Em um ano, quase um milhão de famílias desceram de classe social — com a crise e a alta do desemprego, a classe média vem baixando padrão de vida e migrando para os estratos sociais
mais baixos; no mesmo período, porém, mais de
100 mil famílias passaram a fazer parte da classe A, com
renda média de R$ 20,8 mil
mais baixos; no mesmo período, porém, mais de
100 mil famílias passaram a fazer parte da classe A, com
renda média de R$ 20,8 mil
Faz três meses que o pedreiro Maurício Paes de Souza tenta pagar a
última prestação do Uno 2007, comprado há quatro anos.

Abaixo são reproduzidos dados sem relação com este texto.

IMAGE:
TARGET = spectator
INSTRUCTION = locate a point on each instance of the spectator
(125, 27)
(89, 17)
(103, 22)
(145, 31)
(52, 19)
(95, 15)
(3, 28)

A parcela é de R$
630, mas, sem emprego desde janeiro, com a mulher também desempregada e
dois filhos para sustentar, ele corre o risco de perder o automóvel —
assim como já perdeu tantas outras pequenas conquistas de consumo dos
últimos anos. Aos poucos, Souza se dá conta de que não pertence mais à
mesma classe social da qual chegou a fazer parte, como outros milhares
de brasileiros. Só no último ano, quase um milhão de famílias desceram
um degrau na escala social.
Foi a primeira vez que houve um movimento inverso ao da ascensão
socioeconômica que vinha ocorrendo desde 2008. O estudo, da Associação
Brasileira das Empresas de Pesquisa (Abep), mostra que, de 2015 para
2016, a classe que abrange famílias com renda média de R$ 4,9 mil
(chamada de B2) perdeu 533,9 mil domicílios. A categoria dos que ganham
R$ 2,7 mil (C1) encolheu em 456,6 mil famílias.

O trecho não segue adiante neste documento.